Know before you go
This nature reserve can only be visited with prior permission from Devon Wildlife Trust. Contact us for a permit.
Watch out for slippery boulders and the fast flowing stream that floods in winter allow 30 minutes to explore this site.
Contact Devon Wildlife Trust for access details and permission.
When to visit
Opening timesPrior permission required for access.
Best time to visitJanuary for snowdrops, April - June for orchids, bluebells & woodland birds
About the reserve
Mill Bottom has a closed-in feel; ancient granite boulders hide amongst the trees and the rocks' cracks create the perfect spot for local bats to hang out in.

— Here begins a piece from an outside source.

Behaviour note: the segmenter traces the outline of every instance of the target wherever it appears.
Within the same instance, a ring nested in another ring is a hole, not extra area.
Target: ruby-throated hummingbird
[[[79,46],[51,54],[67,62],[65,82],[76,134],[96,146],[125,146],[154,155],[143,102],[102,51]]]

This nature reserve offers a chance to explore a secretive woodland on the edge of Dartmoor. Access is across a neighbouring property. Prior access permission from Devon Wildlife Trust must be sought.
Once inside the reserve you'll be walking beneath a dense canopy of ash, hazel, holly, hawthorn and spindle. More than 100 kinds of flowering plant have been recorded here. Snowdrops and bluebells are part of this long list.
Making tracks with badgers and foxes
The Wray Brook runs along one side of the reserve. Otters often use this section to search for food, as do herons. Inside the woodland there are lots of badger tracks. This is also a good place to see foxes.
Going further from Mill Bottom
The nature reserve sits at the centre of Lustleigh, a classic Devon village on the edges of Dartmoor. A pub and shop make it a great base to discover the area. A good network of paths make for excellent walking.